Öncelikli hedefimiz gençlerimizin şahsi değerlerinin farkına varmalarını sağlayarak; kişisel sorumluluk bilincini uyandırmaktır. Dahası; bilişim çağında yaşadığımız şu dönemde; kişilerarası etkin iletişimi güçlendirerek, ailevi-toplumsal birlik beraberliğimizi yeniden tesis etmek, maneviyattan uzaklaşan yaşantılarımızı gözden geçirip kısacık dünya hayatımızı soyut değerlere yönlendirmek, okumak, okutmak, okuduklarımızı paylaşmak, doğru bildiğimiz yanlışlardan sıyrılarak tarihimizi yerinde doğru kaynaklardan araştırıp öğrenmek, vatana bekçi, millete hizmetkar bireylere dönüşmektir.

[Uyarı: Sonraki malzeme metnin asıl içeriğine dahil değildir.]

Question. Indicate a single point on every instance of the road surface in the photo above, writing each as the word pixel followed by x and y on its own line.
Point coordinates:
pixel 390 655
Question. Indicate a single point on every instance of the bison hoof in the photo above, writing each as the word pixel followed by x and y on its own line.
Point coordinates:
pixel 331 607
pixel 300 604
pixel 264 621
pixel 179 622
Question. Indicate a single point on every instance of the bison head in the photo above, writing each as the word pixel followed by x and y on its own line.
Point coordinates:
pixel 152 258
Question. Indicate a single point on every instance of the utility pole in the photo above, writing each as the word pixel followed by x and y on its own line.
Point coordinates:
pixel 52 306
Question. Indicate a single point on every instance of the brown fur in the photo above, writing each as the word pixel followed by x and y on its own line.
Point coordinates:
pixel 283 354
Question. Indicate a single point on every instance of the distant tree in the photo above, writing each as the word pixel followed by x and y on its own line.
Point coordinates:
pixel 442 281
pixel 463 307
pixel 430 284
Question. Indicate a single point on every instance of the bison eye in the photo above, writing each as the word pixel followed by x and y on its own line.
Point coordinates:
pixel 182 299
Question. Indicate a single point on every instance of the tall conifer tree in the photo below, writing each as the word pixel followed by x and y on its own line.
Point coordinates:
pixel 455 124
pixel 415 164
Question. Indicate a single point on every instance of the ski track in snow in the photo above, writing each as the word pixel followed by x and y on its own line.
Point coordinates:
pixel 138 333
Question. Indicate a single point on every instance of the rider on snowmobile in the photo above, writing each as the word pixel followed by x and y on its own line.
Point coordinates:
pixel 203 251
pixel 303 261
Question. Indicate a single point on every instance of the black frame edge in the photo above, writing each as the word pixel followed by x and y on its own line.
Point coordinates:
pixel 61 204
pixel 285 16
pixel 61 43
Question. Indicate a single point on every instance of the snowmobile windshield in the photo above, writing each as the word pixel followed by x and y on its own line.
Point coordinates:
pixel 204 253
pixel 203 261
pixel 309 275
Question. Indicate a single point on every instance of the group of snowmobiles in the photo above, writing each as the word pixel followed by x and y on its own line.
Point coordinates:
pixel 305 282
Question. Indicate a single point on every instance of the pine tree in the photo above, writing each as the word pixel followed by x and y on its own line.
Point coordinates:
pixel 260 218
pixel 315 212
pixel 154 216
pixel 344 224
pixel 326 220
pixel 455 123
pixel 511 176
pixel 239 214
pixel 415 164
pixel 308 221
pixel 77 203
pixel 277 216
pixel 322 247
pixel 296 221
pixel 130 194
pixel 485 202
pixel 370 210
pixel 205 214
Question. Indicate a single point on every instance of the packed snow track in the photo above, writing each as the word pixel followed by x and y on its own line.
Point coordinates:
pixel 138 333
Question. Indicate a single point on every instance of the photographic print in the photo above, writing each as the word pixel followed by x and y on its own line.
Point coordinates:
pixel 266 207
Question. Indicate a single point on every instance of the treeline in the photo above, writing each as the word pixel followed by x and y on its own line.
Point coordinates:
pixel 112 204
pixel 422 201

Allah Hicr Suresi 29. Ayette “O na ruhumdan üflediğim zaman” buyurmaktadır.

Dil, din, coğrafya, ırk, mezhep gözetmeksizin her birey özeldir, özel yaratılmıştır. Kişi kendisine verilen bu değerin farkında olmalı yaşantısını bu değere göre dizayn etmelidir. Özel yaratılan insanın elbette başıboş bırakılması beklenemez; kendisine ve çevresine karşı sorumlulukları vardır ve kişinin en büyük düşmanı zamandır. BİZ BUNUN FARKINDAYIZ.

Yaşadığımız yerküre tamamen gerçek ve somuttur.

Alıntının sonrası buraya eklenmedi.